彼は高嶺のヤンキー様(元ヤン)




「な、なにが自転車で運んだだよ!?むちゃくちゃしやがって!」

「・・・・・無茶は君でしょう?元赤中の庄倉君?未来がした卑怯な手段に比べれば、可愛いものだと思うけど?」

「なに!?」

「違うの?1人で勝てないから、寄ってたかって、円城寺大河君をだまし討ちにしたんだよね?それで負けて、高千穂カンナさんも襲ったけど、1人じゃどうにもならなくて、仲間を大勢呼んで捕まえたんでしょう?」

「て、てめー・・・!」

「なに?文句があるの?おかしなところあった?じゃあ、弁解してごらんよ?」

「なんだその口の利き方!?俺を誰だとー!?」

「『小物』で有名な、羅漢の庄倉君でしょう?ほら、言いたいことあるなら言いなさいよ・・・死体に化けちゃう前に・・・!!」




4大不良中学の頂点の一人相手に、そいつは物怖じすることなく堂々と言った。






「言えよ、姑息で卑怯しかとりえのない庄倉さん・・・!?」






聞いているこちらまで気圧されるような発言。

それに言われた本人は、怒りながらも、激しく狼狽する。




「なん・・・何なんだよお前!?意味わかんねぇ!何者だよお前!?お前誰だ!?」




取り乱しながら聞く庄倉に、自転車で現れたそいつは言った。





「あ、私ですか?私はですねー」





ついに明かされる名前。

庄倉だけでなく、俺もこの場の全員も固唾をのんで見守るが。








「ご覧の通りの一般人です。
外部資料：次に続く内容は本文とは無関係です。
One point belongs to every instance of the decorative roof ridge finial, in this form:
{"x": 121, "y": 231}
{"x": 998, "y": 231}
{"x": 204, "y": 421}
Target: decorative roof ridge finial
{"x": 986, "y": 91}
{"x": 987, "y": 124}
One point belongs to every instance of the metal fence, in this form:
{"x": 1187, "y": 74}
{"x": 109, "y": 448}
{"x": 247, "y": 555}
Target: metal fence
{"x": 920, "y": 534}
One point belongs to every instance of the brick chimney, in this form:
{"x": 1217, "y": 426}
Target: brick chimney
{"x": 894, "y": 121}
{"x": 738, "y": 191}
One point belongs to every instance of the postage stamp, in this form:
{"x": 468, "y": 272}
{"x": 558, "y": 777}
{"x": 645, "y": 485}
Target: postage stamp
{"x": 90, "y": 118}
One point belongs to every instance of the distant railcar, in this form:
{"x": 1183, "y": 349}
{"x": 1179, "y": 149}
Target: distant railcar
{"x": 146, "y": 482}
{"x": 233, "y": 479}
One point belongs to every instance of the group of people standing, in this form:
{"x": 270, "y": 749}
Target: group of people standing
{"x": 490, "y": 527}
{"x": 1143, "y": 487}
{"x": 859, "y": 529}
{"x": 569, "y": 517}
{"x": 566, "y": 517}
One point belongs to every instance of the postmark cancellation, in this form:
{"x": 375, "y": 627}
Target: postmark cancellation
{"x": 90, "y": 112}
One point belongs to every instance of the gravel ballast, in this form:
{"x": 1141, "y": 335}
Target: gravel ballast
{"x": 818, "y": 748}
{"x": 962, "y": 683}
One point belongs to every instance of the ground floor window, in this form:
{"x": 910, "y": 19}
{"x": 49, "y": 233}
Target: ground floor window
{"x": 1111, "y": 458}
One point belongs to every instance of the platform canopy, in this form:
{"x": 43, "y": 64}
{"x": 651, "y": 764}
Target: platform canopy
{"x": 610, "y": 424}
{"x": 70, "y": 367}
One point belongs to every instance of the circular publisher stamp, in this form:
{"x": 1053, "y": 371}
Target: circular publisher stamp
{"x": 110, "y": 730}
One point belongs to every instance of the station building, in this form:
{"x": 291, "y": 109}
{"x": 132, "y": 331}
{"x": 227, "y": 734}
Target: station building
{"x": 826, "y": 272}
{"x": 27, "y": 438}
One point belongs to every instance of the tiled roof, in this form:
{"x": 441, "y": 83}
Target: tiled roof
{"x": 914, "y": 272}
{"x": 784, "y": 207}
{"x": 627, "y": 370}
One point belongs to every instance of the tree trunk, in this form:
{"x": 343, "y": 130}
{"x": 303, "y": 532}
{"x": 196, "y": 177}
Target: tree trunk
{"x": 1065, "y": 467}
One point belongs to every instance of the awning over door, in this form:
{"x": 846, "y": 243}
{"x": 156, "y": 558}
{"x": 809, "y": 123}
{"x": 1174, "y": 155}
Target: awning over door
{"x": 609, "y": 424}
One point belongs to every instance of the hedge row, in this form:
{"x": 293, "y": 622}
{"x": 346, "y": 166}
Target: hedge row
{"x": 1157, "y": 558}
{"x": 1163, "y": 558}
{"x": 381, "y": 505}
」







あまりにも。


あまりにもくそまじめに答えるそいつのおかげで、俺と悠斗の殺気がそがれた。


同時に、少し離れた灯台の鐘が鳴り響く。


12時を知らせる音。






「間に合いましたね?約束の時間に。」






どこまでも。



あくまでも、落ち着いた口調で告げる【自称・一般人】


得体の知れないこいつの登場によって、辺りは不気味な静けさへと変わった。